Chung-Yu Chen1,2,3, Ying-Yin Chen1, Jeremy J.W. Chen4, Kuan-Yu Chen2, Chao-Chi Ho2, Jin-Yuan Shih2,*, Yih-Leong Chang3,*, Chong-Jen Yu2 and Pan-Chyr Yang2

1Department of Internal Medicine, National Taiwan University Hospital Yunlin Branch, Douliu, Taiwan

2Division of Pulmonary and Critical Care Medicine, Department of Internal Medicine, National Taiwan University Hospital, College of Medicine, National Taiwan University, Taipei, Taiwan

3Department of Pathology and Graduate Institute of Pathology, College of Medicine, National Taiwan University, Taipei, Taiwan

4Institute of Biomedical Science, College of Life Sciences, National Chung Hsing University, Taichung, Taiwan

*These authors have contributed equally to this work

Correspondence to:

Yih-Leong Chang, email: ntuhylc@gmail.com

Jin-Yuan Shih, email: jyshih@ntu.edu.tw

Keywords: lung cancer, pemetrexed, thymidylate synthase, astrocyte elevated gene-1, chemoresistance

Received: March 29, 2017     Accepted: May 03, 2017     Published: June 28, 2017

ABSTRACT

Previous studies have suggested that astrocyte-elevated gene-1 (AEG-1) contributes to the mechanisms of resistance to various chemotherapeutics. In this study, we investigated whether AEG-1 expression level correlated with that of thymidylate synthase (TS), as higher TS expression is known to be associated with the resistance to pemetrexed chemotherapy in patients with advanced lung adenocarcinoma. Using pemetrexed-resistant lung adenocarcinoma PC-9 cell line, we demonstrated that transfection of AEG-1 siRNA lowered TS expression and decreased pemetrexed IC50 value. In contrast, overexpression of AEG-1 was associated with increased expression of TS and higher pemetrexed IC50 value.
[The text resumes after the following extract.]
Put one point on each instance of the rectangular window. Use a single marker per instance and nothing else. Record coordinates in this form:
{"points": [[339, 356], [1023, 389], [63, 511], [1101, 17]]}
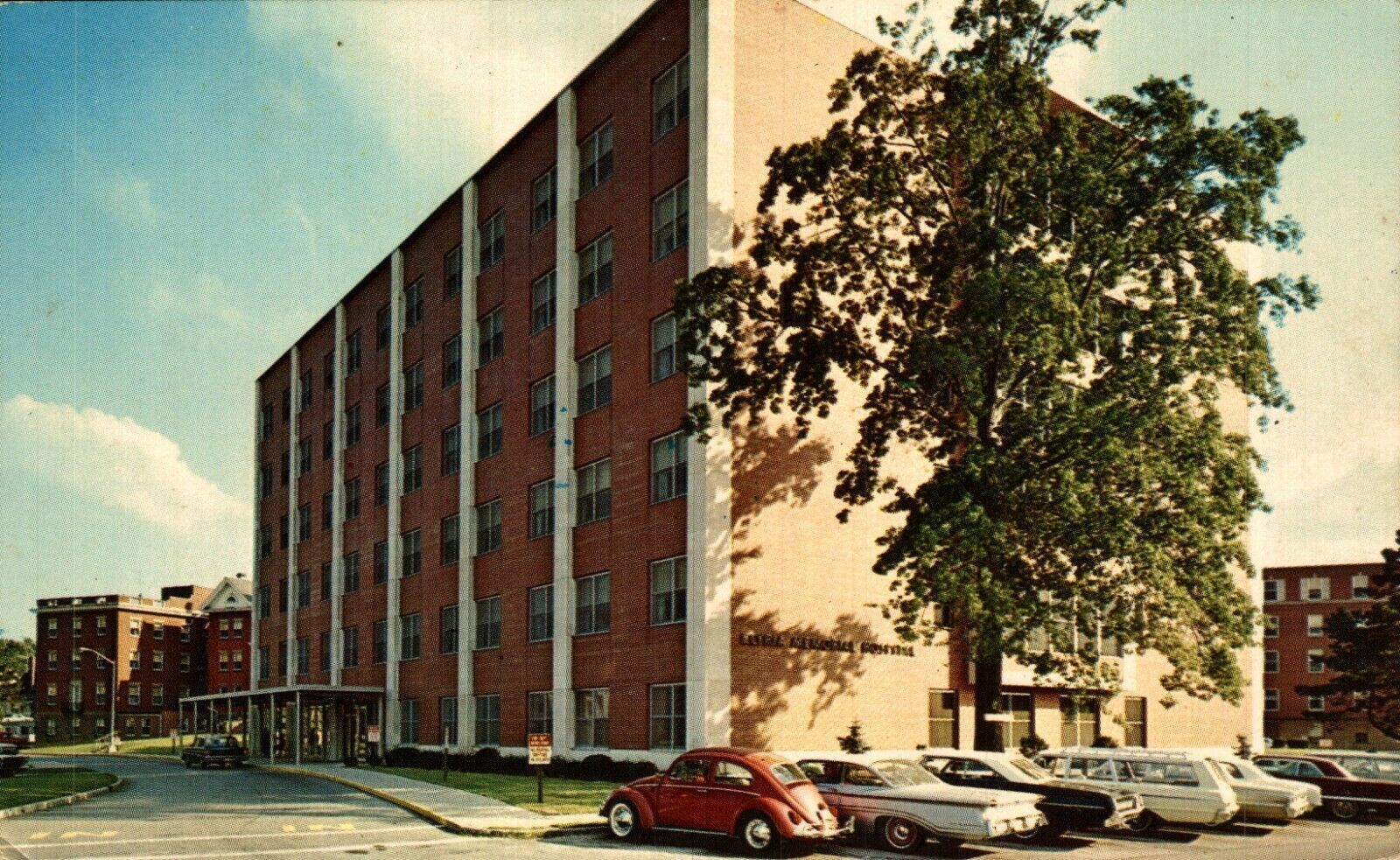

Immunohistochemical staining of clinical biopsy samples showed that patients with lower AEG-1 expression had longer overall survival time. Moreover, analysis of repeated biopsy samples revealed that an increase in the TS level from baseline to disease progression was significantly associated with the elevation of AEG-1 expression. In conclusion, our data demonstrated that TS expression might be regulated by AEG-1 and that increased expression of these proteins contributes to lung cancer disease progression and may be associated with the development of resistance to pemetrexed.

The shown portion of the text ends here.